营业时间凌晨两点截止,“一刀切”的刀口如何对应不同群体的生活习惯?是私人空间,还是公共领域,对娱乐场所录像监控,隐私谁来保护?
《条例》出台前,论证听证的程序功能,是否充分发挥?谁来掂量不同的利益诉求?
娱乐场所业管理,是行业自律优先,还是公权直接介入,《条例》引发的争论,反映的是公权和私权的平衡,需要厘清的,是政府的权力边界。
限时
靠行业自律还是公权介入?
新京报:今年年初出台新的《娱乐场所管理条例》,对娱乐场所的营业时间和营业方式进行了严格限制。这引起了不小的争论。您怎么看对娱乐场所的营业时间“一刀切”?
章杰春: 《条例》规定得是比较严。将营业时间进行限定,的确值得商榷,南北方生活习惯存在差异,《条例》可能没有兼顾到。不过我注意到,《条例》里对娱乐场所有一个范围划定,文化部有关官员解释时也希望能把这个范围缩小(指网吧和酒吧不在受限之列编者)。
周继东:从净化娱乐场所考虑,对营业时间限制是可以的。但是,作为社会经营的行业,我觉得主要还应靠行业自律来解决,只有当涉及公共利益时,公权力才应该介入。
新京报:具体到“凌晨两点到八点”,这个时间段本身合适吗?不同的人,作息时间毕竟不一样。
张新建:这个《条例》的制定是根据大多数群众的消费习惯,参考了日本和我国台湾地区对娱乐时间的一些规定。中国的娱乐场所是大众消费场所,不鼓励通宵达旦地娱乐,通宵达旦有害于消费者的身心健康,影响学业和工作、生活。而且,我们在征求一些娱乐场所经营者意见的时候,他们也反映两点以后消费者数量减少,开启全部设备、配备管理人员成本过大,所以大多数经营者支持凌晨两点停止营业。

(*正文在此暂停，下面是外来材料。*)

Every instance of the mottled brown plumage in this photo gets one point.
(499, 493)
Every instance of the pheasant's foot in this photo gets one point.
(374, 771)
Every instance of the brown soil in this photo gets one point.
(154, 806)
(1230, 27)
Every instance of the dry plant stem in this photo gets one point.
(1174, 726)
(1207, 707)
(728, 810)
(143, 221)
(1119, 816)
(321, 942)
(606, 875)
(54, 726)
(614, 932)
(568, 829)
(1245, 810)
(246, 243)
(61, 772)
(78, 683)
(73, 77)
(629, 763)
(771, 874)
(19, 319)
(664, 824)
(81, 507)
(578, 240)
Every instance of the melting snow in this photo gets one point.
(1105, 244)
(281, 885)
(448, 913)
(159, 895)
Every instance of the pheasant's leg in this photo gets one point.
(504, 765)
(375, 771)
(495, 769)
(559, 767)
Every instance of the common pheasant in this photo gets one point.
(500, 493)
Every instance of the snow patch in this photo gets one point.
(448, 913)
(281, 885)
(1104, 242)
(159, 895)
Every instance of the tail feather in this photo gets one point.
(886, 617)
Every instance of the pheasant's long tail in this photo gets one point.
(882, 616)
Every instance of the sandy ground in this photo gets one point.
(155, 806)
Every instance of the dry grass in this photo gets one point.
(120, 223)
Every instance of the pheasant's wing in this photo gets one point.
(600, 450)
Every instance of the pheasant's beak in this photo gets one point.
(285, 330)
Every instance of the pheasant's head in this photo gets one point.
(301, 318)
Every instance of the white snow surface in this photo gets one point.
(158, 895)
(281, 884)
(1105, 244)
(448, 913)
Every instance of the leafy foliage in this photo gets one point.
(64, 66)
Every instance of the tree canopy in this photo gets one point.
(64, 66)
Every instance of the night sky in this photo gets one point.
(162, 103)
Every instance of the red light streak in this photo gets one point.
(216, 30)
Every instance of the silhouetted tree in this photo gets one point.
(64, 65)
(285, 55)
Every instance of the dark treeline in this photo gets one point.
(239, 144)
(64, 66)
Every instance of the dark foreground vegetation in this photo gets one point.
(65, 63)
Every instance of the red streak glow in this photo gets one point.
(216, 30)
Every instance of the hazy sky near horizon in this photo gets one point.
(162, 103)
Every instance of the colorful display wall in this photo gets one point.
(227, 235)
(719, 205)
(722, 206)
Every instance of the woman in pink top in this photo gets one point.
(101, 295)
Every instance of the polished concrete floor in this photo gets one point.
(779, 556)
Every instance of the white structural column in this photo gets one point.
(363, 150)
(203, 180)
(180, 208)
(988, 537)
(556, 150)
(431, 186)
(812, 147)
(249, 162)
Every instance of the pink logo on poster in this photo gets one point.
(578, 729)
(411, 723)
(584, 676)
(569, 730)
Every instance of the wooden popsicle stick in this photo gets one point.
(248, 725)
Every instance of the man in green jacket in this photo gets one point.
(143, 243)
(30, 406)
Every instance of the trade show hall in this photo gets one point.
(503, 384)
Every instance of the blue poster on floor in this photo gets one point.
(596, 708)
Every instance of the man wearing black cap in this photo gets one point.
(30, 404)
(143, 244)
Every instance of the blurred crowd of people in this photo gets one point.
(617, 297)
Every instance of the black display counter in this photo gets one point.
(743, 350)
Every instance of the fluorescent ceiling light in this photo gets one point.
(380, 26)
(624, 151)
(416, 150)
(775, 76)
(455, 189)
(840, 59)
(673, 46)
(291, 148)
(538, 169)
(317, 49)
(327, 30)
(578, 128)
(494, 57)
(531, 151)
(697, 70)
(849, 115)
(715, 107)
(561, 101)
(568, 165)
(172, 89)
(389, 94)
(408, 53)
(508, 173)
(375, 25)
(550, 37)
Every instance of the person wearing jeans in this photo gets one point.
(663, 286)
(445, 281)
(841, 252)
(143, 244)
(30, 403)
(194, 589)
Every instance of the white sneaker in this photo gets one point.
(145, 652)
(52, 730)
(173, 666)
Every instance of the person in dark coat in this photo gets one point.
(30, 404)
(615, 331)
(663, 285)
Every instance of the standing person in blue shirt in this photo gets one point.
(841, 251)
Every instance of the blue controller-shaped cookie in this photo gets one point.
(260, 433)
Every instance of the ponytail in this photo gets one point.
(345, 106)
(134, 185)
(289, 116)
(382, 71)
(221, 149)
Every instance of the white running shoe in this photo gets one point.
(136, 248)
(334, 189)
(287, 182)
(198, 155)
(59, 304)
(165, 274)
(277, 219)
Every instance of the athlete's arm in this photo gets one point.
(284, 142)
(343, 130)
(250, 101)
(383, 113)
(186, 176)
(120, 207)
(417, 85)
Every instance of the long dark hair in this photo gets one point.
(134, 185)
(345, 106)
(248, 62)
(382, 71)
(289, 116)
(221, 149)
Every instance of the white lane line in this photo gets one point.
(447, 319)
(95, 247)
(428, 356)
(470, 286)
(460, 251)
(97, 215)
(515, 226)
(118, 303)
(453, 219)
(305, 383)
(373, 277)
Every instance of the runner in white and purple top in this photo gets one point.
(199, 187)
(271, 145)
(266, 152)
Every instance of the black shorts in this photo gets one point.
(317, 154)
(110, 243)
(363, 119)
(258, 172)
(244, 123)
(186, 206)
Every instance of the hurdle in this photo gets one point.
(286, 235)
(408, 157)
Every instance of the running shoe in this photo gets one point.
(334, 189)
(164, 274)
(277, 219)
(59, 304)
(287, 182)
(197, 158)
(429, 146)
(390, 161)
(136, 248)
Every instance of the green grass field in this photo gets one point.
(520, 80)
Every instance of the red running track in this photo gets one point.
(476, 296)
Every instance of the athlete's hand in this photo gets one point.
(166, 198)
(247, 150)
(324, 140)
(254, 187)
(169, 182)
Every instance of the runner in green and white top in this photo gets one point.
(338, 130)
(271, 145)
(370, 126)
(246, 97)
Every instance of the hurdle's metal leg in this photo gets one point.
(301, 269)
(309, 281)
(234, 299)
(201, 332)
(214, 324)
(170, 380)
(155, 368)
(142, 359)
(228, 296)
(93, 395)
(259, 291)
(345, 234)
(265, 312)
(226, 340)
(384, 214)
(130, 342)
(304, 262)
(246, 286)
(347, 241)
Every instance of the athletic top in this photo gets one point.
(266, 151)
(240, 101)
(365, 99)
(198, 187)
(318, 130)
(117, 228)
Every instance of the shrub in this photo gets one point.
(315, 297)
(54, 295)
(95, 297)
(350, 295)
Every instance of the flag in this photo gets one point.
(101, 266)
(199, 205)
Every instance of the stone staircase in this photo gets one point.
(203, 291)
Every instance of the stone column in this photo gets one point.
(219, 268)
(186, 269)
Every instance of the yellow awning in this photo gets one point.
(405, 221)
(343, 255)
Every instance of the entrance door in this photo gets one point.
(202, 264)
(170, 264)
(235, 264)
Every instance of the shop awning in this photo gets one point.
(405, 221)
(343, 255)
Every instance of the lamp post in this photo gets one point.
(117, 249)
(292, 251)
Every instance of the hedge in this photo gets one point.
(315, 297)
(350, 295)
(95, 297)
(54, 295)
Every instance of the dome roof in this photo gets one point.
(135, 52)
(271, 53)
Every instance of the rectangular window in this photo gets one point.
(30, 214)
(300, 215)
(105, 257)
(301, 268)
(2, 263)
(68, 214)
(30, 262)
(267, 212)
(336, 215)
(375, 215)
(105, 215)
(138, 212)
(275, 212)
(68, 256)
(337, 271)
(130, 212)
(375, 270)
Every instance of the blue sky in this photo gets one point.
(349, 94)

另外,凌晨两点之后属于事故多发时段,管理人员劳累,事故隐患不易发现,同时也是政府部门管理的薄弱时段,所以我们认为,娱乐场所在此时段应当停止营业。
何兵:说两点以后营业会影响娱乐参与者休息,但是几点休息是人家自己的事情,法律不能强制人家几点休息;说影响周围居民休息,这就更不可能了,如果影响周围居民休息,当初怎么能通过审批?说“据调查大部分娱乐场所两点以后基本就歇业了”,那一定要用数据说话,不能简单地“据调查”,否则难以让人信服。
周继东:有的人确实需要在晚上娱乐,把时间定的太死不一定好。而且执行起来,行政成本比较高。北京也限了时,但还是留了口子,特殊情况经文化行政主管部门同意,可以适当延长。
章杰春:我认为在周末或双休日,可以适当延长时间。
新京报: “两点到八点禁止营业”的条款可操作性大吗,会形同虚设吗?事实上,已经有这方面的报道了。
章杰春:我个人觉得执行起来会有困难。不过,如果执行中出现了问题,还可以进行调整。但是任何企业不能以“企业就要以追求利益最大化”为理由,拒绝执行确定下来的法令。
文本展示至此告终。